We describe the largest AGN series reported to date. The preoperative diagnosis of AGN remains difficult despite of the progression of imaging examination. After complete resection, the prognosis of AGN patients is excellent. Laparoscopic approach has its advantages in the resection of AGNs.
肾上腺神经节细胞瘤(AGNs)是极其罕见的良性肿瘤。本研究旨在分享我们对这些肿瘤的诊断和手术治疗经验。

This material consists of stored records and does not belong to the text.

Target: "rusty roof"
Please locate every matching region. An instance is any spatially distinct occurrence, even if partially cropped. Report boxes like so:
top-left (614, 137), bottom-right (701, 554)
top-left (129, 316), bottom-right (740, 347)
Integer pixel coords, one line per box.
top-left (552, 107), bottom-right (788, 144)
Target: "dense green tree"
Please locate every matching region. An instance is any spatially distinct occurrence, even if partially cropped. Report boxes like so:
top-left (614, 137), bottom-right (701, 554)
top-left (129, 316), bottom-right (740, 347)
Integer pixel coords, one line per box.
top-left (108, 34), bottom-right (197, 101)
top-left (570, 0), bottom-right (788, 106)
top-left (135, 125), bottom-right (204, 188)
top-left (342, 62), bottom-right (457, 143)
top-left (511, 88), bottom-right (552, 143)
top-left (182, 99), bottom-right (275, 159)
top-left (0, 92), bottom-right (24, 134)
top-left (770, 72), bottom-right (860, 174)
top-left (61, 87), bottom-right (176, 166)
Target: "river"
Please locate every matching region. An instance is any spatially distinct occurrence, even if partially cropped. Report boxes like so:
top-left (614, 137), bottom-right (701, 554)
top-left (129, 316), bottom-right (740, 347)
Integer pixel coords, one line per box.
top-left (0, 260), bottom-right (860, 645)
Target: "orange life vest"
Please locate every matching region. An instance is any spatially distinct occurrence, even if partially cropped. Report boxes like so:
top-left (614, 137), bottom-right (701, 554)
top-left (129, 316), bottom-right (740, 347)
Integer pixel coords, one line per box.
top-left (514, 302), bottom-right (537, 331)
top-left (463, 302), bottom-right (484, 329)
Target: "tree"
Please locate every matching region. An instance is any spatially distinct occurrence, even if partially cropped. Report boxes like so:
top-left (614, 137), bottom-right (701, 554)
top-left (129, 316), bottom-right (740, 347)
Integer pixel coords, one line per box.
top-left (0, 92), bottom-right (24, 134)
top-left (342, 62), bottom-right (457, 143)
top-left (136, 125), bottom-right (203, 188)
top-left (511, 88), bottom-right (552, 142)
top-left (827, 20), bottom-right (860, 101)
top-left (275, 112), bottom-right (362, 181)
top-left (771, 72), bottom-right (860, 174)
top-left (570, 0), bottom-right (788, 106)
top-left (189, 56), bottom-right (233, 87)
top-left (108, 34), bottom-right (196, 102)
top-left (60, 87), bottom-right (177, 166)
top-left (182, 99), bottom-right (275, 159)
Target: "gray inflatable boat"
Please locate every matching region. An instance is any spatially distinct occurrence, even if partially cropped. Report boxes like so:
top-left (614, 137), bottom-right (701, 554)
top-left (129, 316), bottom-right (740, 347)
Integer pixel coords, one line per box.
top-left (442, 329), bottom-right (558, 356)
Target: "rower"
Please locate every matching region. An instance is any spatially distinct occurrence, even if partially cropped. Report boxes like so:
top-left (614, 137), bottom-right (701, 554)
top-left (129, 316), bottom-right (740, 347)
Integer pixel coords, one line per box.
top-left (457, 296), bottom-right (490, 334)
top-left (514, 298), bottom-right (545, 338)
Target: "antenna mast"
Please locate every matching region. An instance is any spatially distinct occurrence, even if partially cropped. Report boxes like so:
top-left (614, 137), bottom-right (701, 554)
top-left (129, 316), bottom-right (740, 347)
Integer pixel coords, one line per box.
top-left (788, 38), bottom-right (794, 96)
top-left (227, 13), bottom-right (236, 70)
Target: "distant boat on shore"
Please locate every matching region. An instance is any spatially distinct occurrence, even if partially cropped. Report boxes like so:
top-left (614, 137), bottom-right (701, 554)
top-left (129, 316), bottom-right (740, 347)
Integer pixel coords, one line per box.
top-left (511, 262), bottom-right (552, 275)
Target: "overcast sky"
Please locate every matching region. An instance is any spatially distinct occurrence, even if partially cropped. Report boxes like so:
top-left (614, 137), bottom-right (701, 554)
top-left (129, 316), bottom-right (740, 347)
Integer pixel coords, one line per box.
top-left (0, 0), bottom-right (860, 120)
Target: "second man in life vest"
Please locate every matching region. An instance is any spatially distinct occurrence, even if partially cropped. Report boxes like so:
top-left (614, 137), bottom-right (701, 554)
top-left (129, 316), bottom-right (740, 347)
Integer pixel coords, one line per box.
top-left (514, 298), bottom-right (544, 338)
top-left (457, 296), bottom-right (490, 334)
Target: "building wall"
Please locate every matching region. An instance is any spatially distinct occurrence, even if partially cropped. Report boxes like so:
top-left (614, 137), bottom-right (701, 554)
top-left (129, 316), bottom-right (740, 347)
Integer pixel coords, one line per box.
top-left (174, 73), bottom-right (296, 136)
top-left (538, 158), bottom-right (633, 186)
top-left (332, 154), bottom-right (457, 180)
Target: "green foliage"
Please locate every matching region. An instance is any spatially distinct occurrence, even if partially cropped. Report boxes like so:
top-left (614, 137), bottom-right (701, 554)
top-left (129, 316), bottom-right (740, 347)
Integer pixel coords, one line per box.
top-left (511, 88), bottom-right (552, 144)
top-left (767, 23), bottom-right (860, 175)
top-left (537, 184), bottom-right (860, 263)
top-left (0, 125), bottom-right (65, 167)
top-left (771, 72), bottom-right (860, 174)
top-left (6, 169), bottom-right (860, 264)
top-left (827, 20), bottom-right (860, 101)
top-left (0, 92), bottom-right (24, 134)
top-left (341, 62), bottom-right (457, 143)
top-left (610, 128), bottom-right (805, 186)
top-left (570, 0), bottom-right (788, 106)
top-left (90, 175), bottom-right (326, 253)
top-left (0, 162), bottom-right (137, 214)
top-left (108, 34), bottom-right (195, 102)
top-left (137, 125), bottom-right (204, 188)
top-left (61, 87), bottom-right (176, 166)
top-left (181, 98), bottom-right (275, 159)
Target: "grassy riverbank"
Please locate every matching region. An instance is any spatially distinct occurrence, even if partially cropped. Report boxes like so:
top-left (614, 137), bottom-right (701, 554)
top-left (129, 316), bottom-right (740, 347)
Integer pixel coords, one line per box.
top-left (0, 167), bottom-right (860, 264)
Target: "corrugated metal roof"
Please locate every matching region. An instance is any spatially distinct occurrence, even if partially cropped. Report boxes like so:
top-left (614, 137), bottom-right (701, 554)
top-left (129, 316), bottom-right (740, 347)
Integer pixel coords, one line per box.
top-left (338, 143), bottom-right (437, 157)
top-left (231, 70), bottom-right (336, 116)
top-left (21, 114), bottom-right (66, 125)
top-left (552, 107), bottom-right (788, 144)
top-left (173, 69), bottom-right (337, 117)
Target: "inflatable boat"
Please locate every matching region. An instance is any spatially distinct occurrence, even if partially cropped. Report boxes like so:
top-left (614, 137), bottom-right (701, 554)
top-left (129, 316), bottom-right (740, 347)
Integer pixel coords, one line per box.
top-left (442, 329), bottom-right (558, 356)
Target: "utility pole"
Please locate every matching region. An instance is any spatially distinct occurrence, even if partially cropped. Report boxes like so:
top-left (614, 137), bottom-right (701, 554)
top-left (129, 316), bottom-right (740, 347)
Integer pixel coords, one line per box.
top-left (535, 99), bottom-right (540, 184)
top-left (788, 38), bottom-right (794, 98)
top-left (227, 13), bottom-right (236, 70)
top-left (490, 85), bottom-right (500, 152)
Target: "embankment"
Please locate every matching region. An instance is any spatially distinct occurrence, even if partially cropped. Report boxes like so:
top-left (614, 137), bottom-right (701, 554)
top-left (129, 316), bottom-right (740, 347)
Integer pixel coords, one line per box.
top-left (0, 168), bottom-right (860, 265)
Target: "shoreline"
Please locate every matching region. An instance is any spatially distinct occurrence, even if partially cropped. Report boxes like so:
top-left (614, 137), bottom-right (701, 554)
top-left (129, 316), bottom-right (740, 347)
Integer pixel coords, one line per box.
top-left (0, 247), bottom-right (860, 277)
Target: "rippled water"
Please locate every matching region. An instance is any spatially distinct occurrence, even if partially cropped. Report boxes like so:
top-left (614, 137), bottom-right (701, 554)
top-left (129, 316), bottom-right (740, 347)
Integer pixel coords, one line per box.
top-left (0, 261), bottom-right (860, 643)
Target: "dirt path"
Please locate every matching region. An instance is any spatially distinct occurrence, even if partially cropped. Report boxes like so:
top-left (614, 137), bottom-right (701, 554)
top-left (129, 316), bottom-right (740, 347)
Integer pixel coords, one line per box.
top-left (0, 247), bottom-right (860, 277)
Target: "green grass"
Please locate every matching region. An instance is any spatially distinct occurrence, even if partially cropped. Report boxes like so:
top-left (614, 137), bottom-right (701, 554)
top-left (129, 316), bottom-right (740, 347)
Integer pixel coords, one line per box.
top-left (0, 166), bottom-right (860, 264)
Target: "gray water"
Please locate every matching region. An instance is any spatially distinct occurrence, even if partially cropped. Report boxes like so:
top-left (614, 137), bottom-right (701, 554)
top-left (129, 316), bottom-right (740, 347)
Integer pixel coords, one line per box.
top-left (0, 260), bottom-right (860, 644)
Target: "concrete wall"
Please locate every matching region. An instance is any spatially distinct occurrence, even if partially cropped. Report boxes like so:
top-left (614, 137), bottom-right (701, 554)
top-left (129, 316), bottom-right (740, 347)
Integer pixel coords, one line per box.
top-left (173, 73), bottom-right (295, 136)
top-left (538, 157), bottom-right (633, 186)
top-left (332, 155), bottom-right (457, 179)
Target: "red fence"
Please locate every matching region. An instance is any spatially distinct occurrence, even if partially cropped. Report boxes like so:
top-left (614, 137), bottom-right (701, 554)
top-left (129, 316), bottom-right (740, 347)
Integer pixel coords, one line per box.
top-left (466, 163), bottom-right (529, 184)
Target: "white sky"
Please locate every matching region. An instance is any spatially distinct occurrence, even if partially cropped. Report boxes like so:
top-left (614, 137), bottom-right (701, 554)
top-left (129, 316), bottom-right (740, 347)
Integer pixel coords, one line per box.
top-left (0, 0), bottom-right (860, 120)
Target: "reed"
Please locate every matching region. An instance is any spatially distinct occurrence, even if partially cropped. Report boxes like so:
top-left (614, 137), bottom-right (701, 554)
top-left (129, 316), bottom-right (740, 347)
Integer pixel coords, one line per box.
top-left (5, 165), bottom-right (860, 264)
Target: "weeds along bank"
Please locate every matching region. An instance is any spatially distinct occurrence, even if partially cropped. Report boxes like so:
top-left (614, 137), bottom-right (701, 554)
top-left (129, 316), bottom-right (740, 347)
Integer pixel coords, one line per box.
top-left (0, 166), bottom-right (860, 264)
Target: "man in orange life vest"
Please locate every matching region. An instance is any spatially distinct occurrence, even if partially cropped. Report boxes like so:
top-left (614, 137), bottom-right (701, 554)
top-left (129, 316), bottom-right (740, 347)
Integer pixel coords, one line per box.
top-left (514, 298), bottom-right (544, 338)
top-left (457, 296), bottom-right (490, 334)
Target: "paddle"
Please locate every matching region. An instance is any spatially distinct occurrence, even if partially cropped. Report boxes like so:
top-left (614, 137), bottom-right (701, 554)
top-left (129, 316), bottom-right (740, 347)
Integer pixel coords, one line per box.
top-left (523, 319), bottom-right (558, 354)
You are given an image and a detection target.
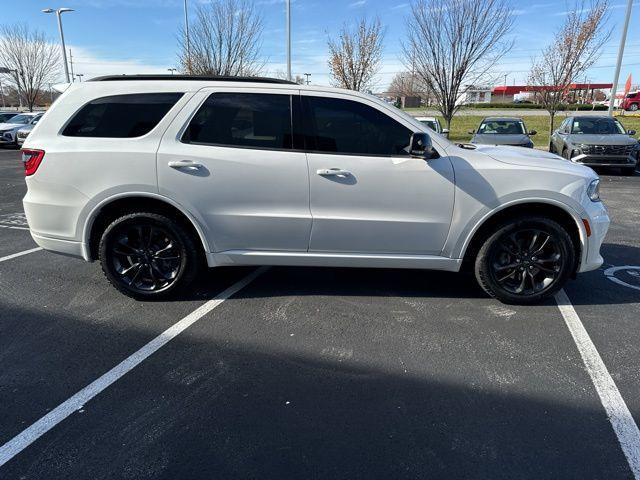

回顾性分析了2005年5月至2016年7月在中国一家三级转诊医院接受手术切除的42例原发性AGN患者的临床细节及随访数据。
患者诊断时的平均年龄为35.3岁(范围13 - 59岁)。其中28例无症状。术前平均肿瘤大小为5.3±2.2 cm(范围2.1 - 14.0 cm),17例肿瘤直径大于5 cm。所有患者均接受了手术切除,20例行开放性肾上腺切除术,22例行腹腔镜手术。病理检查时肿瘤平均大小为6.0±2.6 cm(范围2.2 - 17.0 cm)。腹腔镜手术在术后住院时间(5.0天对7.3天,p < 0.001)和估计失血量(69.5 ml对157.5 ml,p = 0.047)方面显示出优于开放手术的优势。在中位随访70.5个月(范围3.7 - 164.3个月)期间,无患者出现复发或转移。
我们描述了迄今为止报道的最大系列的AGN病例。尽管影像学检查有所进展,但AGN的术前诊断仍然困难。完全切除后,AGN患者的预后良好。腹腔镜手术在AGN切除术中具有优势。